OptiC can detect SC centerline on MRI data by solving an optimization problem combining a standard pattern detection algorithm [9] and regularization along the S-I axis. Key benefits of this combination are (1) robustness to image artifacts thanks to the sophisticated normalization HOG scheme [9], (2) anatomical consistency with the cord continuity thanks to shape regularization, (3) robustness of the localization, ensured by the global minimization of the optimization problem, and (4) fast computation time, linear with the number of voxels. However, the current method makes the assumption that the SC is present in each axial slice. Future work can address this issue by rejecting a slice that does not contain the SC.

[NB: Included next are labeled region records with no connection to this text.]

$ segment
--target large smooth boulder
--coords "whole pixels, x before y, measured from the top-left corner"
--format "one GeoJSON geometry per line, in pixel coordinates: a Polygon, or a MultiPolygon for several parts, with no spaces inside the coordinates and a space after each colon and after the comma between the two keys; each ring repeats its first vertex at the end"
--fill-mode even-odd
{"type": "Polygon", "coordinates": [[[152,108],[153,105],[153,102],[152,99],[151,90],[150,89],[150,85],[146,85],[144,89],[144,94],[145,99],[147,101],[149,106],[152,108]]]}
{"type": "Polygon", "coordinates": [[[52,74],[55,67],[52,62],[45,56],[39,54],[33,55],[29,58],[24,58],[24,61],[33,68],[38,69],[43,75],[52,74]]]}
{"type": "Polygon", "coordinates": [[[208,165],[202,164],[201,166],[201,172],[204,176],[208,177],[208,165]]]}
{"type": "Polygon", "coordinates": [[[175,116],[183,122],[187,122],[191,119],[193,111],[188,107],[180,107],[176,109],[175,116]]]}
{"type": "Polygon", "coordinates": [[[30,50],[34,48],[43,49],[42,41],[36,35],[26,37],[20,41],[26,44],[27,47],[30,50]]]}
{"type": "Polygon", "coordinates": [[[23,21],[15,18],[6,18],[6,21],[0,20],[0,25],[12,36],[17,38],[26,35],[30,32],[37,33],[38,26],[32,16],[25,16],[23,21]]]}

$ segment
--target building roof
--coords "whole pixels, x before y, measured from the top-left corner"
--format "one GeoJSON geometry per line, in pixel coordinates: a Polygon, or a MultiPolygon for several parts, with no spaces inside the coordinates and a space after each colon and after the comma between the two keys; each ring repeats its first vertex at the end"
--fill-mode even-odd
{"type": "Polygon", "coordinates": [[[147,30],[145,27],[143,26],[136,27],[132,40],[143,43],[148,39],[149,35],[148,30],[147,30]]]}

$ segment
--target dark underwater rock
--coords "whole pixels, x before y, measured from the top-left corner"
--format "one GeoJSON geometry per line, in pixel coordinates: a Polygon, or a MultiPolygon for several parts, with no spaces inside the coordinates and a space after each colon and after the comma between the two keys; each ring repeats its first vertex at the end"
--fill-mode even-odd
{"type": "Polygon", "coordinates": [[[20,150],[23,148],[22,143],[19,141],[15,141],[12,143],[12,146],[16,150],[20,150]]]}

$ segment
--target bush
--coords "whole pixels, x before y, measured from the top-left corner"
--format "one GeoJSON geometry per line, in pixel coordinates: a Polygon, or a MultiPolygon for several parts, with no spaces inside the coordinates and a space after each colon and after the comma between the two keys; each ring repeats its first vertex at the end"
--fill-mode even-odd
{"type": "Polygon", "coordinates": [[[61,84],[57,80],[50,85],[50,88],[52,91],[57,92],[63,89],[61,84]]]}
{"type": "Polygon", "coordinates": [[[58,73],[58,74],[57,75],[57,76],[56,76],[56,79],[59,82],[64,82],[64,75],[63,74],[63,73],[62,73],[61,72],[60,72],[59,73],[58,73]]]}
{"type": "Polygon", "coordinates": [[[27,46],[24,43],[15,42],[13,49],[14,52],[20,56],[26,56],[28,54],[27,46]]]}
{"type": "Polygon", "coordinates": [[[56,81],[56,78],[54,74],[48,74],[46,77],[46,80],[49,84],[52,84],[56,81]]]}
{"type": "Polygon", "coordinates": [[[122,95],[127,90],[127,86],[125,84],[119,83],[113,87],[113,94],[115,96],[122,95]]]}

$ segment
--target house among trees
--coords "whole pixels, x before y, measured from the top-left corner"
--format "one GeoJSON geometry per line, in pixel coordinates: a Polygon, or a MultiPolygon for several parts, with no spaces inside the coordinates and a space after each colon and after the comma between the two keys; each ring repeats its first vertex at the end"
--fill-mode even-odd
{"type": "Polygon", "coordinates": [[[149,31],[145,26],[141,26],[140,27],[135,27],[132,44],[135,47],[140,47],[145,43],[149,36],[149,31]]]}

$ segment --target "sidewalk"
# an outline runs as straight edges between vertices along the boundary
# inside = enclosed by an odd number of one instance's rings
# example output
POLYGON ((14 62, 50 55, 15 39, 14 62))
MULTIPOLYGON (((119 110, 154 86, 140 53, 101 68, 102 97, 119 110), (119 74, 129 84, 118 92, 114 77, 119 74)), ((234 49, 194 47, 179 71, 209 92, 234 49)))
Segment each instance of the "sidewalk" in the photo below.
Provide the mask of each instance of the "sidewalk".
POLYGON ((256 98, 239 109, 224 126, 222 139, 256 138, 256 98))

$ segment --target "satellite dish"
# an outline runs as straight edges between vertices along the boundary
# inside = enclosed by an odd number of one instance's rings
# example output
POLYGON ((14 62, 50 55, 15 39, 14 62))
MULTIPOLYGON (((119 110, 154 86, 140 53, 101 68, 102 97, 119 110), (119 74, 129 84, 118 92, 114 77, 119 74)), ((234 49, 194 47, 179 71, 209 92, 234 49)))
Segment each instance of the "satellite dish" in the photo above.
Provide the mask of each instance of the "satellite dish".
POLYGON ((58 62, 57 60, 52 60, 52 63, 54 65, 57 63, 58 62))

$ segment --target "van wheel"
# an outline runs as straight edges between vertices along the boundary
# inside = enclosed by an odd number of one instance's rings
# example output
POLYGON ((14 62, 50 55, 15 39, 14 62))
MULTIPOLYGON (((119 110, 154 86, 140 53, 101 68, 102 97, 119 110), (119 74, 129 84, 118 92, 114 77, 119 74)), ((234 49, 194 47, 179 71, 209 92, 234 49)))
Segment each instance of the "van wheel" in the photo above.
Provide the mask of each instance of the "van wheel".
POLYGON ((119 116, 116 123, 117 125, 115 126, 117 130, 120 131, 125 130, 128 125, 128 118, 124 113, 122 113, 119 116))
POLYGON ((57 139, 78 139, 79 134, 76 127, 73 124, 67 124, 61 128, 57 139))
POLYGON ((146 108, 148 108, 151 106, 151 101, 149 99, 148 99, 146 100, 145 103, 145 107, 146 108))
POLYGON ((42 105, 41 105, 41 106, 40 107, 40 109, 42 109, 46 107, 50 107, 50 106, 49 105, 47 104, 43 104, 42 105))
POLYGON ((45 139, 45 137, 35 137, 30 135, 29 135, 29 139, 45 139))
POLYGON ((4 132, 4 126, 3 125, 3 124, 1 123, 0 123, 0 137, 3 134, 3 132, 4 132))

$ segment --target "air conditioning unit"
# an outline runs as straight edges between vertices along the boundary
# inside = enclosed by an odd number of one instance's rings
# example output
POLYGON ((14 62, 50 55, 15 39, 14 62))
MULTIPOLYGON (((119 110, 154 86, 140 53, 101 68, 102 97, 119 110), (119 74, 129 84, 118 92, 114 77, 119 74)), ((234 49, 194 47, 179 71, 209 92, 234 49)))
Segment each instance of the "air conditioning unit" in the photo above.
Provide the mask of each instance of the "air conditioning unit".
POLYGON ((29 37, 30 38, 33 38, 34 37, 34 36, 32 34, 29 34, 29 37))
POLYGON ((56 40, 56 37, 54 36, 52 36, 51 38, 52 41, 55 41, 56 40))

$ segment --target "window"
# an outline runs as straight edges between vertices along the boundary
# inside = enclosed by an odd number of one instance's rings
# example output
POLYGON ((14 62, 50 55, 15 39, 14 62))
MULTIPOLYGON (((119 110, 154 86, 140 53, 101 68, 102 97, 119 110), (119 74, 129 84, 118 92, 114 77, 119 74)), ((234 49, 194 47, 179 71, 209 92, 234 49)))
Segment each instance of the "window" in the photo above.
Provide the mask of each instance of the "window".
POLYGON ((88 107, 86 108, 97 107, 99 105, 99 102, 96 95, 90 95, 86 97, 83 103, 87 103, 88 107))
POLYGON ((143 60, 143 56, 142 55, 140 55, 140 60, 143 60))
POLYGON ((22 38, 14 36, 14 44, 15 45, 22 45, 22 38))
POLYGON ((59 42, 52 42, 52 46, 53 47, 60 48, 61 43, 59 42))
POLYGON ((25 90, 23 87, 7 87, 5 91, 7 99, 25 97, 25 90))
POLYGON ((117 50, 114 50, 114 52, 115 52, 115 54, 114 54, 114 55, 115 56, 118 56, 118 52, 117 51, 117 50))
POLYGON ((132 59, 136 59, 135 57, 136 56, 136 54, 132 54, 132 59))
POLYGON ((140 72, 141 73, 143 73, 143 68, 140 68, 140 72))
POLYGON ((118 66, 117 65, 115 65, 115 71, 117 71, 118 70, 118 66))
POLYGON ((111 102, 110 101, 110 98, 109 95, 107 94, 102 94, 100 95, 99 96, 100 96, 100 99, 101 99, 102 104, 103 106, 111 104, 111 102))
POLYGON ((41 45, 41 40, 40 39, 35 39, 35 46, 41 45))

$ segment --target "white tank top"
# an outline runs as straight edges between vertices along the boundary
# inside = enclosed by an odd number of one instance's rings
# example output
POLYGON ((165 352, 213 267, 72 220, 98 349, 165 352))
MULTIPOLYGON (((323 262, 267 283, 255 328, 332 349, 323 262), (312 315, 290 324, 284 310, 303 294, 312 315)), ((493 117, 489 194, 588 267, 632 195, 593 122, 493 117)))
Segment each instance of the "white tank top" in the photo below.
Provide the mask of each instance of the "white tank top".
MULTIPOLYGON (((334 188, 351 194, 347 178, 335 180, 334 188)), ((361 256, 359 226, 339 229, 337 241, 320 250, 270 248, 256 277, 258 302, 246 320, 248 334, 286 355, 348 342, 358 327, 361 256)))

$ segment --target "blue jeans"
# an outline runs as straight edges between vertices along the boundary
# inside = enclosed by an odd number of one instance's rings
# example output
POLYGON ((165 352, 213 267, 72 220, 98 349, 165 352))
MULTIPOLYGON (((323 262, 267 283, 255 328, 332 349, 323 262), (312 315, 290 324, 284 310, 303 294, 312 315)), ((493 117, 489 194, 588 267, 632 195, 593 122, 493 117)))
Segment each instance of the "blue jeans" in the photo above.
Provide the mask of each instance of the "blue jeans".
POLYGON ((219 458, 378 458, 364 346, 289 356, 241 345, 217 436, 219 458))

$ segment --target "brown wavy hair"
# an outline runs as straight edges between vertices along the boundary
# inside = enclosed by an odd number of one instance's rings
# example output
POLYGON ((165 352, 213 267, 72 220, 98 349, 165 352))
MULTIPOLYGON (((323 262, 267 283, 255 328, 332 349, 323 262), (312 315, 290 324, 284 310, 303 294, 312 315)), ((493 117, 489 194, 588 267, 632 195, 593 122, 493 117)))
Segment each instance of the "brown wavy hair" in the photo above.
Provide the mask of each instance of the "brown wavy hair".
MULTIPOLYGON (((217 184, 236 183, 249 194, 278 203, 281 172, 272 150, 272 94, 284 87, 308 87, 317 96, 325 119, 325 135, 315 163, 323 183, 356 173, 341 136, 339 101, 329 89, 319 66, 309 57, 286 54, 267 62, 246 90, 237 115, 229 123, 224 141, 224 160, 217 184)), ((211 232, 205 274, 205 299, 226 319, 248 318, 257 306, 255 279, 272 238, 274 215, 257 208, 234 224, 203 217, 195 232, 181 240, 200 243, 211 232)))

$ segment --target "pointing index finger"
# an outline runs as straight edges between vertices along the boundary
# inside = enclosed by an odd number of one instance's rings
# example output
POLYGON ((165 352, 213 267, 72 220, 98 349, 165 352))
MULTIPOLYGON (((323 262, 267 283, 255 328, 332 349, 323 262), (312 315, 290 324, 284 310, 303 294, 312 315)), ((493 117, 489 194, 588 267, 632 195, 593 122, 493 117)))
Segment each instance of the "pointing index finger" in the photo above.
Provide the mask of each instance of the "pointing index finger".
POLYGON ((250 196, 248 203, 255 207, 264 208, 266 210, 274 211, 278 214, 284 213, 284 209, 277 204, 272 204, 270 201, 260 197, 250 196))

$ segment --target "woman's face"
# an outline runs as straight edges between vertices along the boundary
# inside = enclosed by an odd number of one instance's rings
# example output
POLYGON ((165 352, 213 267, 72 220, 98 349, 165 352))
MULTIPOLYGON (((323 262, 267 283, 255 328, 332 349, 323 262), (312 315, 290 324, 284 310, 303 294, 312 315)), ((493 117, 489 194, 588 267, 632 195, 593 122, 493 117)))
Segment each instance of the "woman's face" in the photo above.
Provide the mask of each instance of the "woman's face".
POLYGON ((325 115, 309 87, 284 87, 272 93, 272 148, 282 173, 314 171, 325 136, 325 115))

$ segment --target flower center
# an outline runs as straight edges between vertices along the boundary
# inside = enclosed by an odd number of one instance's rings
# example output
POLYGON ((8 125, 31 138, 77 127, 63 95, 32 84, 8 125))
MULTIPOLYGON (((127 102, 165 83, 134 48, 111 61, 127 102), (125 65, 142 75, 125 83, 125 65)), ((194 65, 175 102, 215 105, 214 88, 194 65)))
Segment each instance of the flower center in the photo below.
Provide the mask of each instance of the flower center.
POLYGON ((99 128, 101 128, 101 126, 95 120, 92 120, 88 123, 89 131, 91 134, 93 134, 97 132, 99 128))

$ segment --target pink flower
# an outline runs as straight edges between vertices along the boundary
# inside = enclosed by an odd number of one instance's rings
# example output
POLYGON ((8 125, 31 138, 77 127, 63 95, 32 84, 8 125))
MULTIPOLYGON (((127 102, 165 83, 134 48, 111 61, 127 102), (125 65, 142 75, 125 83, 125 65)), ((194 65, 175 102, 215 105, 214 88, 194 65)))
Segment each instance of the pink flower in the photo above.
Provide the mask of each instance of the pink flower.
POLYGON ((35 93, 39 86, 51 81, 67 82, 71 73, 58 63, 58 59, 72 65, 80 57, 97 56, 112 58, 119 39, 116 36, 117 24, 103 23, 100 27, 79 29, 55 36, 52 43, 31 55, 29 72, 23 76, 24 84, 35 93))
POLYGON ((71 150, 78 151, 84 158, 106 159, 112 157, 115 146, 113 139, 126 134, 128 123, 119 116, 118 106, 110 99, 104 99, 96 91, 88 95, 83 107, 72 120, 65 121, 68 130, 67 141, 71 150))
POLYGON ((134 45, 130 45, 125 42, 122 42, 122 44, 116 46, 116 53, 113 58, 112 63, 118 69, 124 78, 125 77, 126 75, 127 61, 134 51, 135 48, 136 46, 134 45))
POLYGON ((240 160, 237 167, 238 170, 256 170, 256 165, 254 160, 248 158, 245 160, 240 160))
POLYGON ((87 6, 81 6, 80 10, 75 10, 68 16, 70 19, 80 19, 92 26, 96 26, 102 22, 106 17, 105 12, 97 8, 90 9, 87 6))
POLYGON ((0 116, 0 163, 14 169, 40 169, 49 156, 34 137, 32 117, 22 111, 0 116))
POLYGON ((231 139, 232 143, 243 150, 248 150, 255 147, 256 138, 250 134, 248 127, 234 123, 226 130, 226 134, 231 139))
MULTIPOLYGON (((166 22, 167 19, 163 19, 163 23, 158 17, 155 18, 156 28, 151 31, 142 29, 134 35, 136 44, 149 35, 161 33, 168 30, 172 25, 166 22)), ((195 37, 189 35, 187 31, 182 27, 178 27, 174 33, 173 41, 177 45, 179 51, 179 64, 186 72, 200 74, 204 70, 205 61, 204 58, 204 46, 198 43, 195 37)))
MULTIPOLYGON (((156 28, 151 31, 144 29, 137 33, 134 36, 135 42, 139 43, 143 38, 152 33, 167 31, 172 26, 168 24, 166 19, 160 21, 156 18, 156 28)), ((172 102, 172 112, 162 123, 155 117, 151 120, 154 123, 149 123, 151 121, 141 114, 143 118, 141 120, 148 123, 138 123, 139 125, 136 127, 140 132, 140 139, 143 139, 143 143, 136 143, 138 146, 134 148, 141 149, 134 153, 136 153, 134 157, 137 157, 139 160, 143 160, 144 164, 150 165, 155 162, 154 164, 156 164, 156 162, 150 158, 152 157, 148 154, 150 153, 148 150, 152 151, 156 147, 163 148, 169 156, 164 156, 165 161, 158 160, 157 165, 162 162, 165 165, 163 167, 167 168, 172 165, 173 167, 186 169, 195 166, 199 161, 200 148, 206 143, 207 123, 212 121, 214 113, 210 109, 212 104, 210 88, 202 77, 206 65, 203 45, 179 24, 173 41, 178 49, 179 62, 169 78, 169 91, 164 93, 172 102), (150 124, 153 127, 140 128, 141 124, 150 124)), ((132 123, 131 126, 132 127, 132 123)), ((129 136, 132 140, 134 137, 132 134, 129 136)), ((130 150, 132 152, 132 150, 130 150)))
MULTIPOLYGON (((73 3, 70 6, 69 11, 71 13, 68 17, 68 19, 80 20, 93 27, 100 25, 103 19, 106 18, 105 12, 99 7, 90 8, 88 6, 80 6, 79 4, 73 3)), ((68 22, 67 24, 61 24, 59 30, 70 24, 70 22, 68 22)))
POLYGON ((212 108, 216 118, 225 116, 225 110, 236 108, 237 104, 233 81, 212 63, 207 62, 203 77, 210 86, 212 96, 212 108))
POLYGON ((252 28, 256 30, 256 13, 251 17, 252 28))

This paper demonstrated the strong performances of the OptiC method to automatically detect the SC on MRI data. By validating OptiC on a large multi-contrast/center/resolution/field-of-view dataset, both accuracy and robustness of this method have been shown, even on challenging subjects with pathological hyperintense lesions or cord deformations (such as encountered in MS (n = 52) or DCM (n = 52) patients). Moreover, since these good results were obtained with only one training image, it suggests the possibility to create a new model if needed (for example, adapted to a new contrast) without requiring a large amount of training images.

Future work will compare OptiC with other available methods [6], investigate (i) the impact of adding image preprocessing steps and (ii) the optimization of model hyperparameters, such as SVM and HOG parameters, penalization coefficient \(\lambda \), number of training images, characteristics of the training image(s) (vertebral coverage, image resolution). Another promising strategy would be to augment the training data by image rotations around the S-I axis. A proof-of-concept application demonstrated the utility of OptiC for improving SC segmentation, and other applications such as gray matter segmentation or shape analysis could benefit from the proposed approach.